ある日の、セラフィーネと共に廊下を歩いている時だった。
 目の前から歩いてくる人物に、クラウドは背筋を正す。第一王子で、セラフィーネの異母兄弟である人物だった。王に子供は沢山いる。しかし、セラフィーネの上の兄弟は、彼だけだ。
(仲が良いのだろうか? どんな風にしているのだろう?)
 クラウドがセラフィーネと共にいるのは、授業の時間、その合間の限られた特定の時間だけだ。それ故に、こうしてセラフィーネが他の兄弟と共にいる場面を見たことのないクラウドは、少しだけ好奇心が湧いた。
 だが、前から来た王子にに会釈をして通り過ぎようとした時、降ってきた侮蔑を孕む声。
「お前などと同じ空気を吸っていると思うと、吐き気がするよ」
 それは、クラウドに対してのものではない。ならば、セラフィーネに対してのものだ。クラウドは目を見張る。兄が妹に対して、そんなことを言うだろうか。まして、王位継承権第一位の次期王女に、だ。
「申し訳ございません、お兄様」
 しかし、動揺の隠せないクラウドとは打って変わり、セラフィーネはただ穏やかにいつもの笑顔でその横を通り過ぎる。先程の侮蔑の言葉などまるでなかったかのように、何の変わりもなく、優雅に。

「セラフィーネ様……先程の」
 セラフィーネの部屋まで行き、二人だけになってから、クラウドは躊躇いがちに切り出す。
 どう尋ねたものかと言葉を区切ったが、クラウドの尋ねたいことをセラフィーネは理解してくれていた。
「ああ、わたくしの兄のことですか? お気になさらずに、いつものことですよ。一言で済んだだけ、兄の機嫌は良かったのかも知れませんね」
「仲がお悪いのですか」
「ええ、見ての通りです。先生ならご存知じゃありません? わたくしの出自のこと」
 その言葉に、クラウドははたと気付く。
 この完璧なまでの王女は、彼女の立ち振る舞いやその様から全く感じさせることはないが、そういえば下級貴族の出だった。
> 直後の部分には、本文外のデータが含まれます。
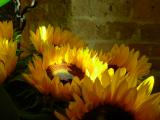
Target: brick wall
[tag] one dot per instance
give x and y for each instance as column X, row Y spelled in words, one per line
column 105, row 22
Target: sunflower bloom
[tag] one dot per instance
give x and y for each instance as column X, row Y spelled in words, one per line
column 6, row 30
column 44, row 37
column 8, row 58
column 61, row 70
column 116, row 101
column 121, row 56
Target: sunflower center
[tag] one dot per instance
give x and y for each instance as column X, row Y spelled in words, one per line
column 115, row 67
column 64, row 72
column 108, row 112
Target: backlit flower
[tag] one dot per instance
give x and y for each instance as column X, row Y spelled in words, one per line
column 118, row 100
column 8, row 58
column 62, row 68
column 6, row 30
column 121, row 56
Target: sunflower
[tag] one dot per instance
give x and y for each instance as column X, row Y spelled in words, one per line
column 118, row 100
column 54, row 36
column 8, row 58
column 6, row 30
column 121, row 56
column 61, row 70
上級貴族や重鎮たちの娘を娶ることが常の王にとって、下級貴族の娘を妃に――それも正室にすることなどありえない。
 そして、先ほどの第一王子は宰相の娘との間の子供である。一般的な他の国で考えれば、どちらが次期王に相応しいかは目に見えている。しかし、この国では正室の第一子が王位を継ぐという慣わしになっているのだ。王子でも、王女でも関係なく。
 とは言え、それがこの国の習わしだとしても、普通ならばもっと反感はあるだろう。しかしながら、この王女だ。セラフィーネの非凡なる才能は誰もが認めるほどだ。あの王子など比べるまでもない。誰よりも優秀で、誰よりも王女らしく王に相応しいが故に、王位継承に関わる者やその恩恵が得られるであろう者以外は反感がない。
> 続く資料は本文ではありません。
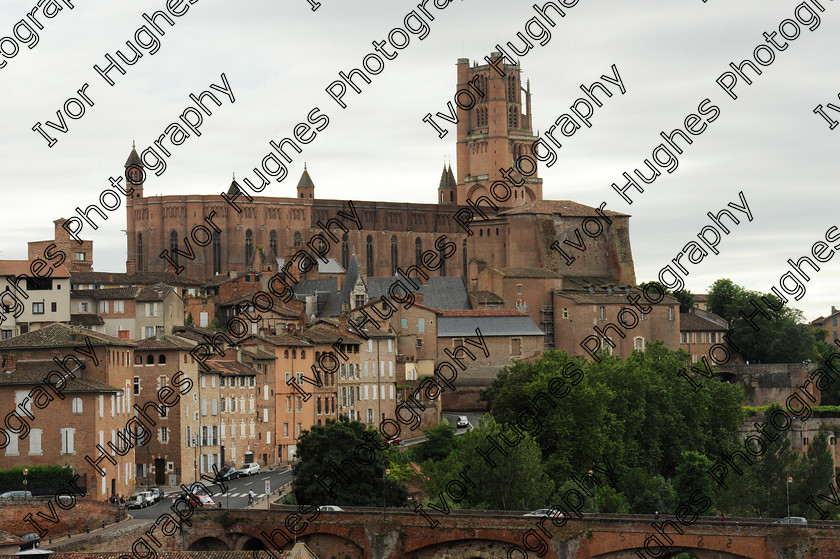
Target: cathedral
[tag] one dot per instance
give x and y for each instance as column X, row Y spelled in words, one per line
column 506, row 249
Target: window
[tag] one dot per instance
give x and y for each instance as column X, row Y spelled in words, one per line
column 369, row 255
column 68, row 441
column 35, row 442
column 11, row 448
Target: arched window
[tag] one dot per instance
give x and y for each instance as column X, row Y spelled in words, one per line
column 418, row 252
column 173, row 245
column 217, row 253
column 249, row 246
column 393, row 254
column 369, row 255
column 464, row 257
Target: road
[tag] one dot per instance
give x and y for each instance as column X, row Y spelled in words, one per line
column 235, row 495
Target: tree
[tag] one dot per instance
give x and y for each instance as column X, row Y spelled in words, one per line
column 692, row 476
column 781, row 338
column 318, row 479
column 516, row 481
column 440, row 442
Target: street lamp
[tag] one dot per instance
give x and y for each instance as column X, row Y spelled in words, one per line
column 787, row 488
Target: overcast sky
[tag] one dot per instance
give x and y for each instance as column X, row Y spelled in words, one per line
column 279, row 56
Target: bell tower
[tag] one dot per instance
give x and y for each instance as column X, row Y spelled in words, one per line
column 495, row 136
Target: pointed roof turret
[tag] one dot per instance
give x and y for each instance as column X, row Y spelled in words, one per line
column 305, row 180
column 133, row 158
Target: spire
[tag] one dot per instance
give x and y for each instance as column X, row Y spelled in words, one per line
column 133, row 159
 王子としては、妹――しかも下級貴族の出の娘に、王位をとられることがとても悔しいのだろう。その比類ない才能の差が歴然としているから尚のこと。
「ですから、仕方のないことなのですよ」
 セラフィーネのは、そう言って微笑んだ。
 片親でも血の繋がった、たった一人の兄に蔑まれて。疎まれて。
 クラウドと妹の関係を「羨ましい」と言った王女。兄との関係を、妹として扱ってもらうことを望んでいない筈がないのに。きっと夢見ていることだろう。